I was scruffy then. My hair went in every direction, and my clothes were hand-me-down dresses from missionaries. I wore them ragged. My father always thanked the minister gratefully, but told him that his foreign religion was not for us.
It was the elephants that started all the trouble with the water, and made my father want to shoot them with a borrowed gun.
“Elephant meat is good,” he said. “We can dry it hanging from the mopane trees. Soon we can make potjiekos in our stew pot. I am tired of so much mealie pap. Then the elephants will no longer come here to drink or stop the flow of water for all of us.”
“Papa,” I shouted. “They won’t ever come back if you hang one of their family from a favorite tree. I want to see their great shade-leaf ears again and see them spray water and dust on their backs. I want to watch the small new ones drag their trunks along the ground, forgetting to lift them. They are so beautiful.”
“Look what that mother elephant is trying to do, Disen,” Papa Koako said. “When there is no breeze to move the wind paddles, she tears at the pipe the government men put in the ground. She smells the water inside it and wants a drink. If she digs it up again, the water will spill to the ground and then there will be no water for any of us.
“But dancing green gecko can always find it. He is clever and does not need big pools for drinking,” I said, foolishly, thinking of my small friend and not our animals or us.
“But our animals need to drink.”
“You’re right,” I said. “But Mother Elephant is caring for her family. Elephants don’t usually live in deserts. They were forced here by war in the north.”

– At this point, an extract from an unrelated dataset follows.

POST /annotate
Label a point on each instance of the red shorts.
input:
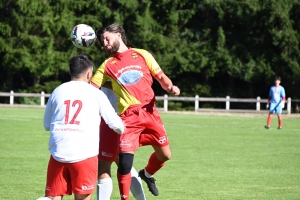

“I don’t care where they came from,” said Papa. “They must learn to keep our water safe or they will not be welcome.”
That day, Papa threatened to kill Mother, a second mother to me. It was not a happy day because most of the water was gone. Perhaps she loved me because I was small, and because I loved her back. She was tired and brought her family as always to drink. I had been taught to stay away from her and her clan because she protected them so fiercely. This time, there was no time to get away as they arrived.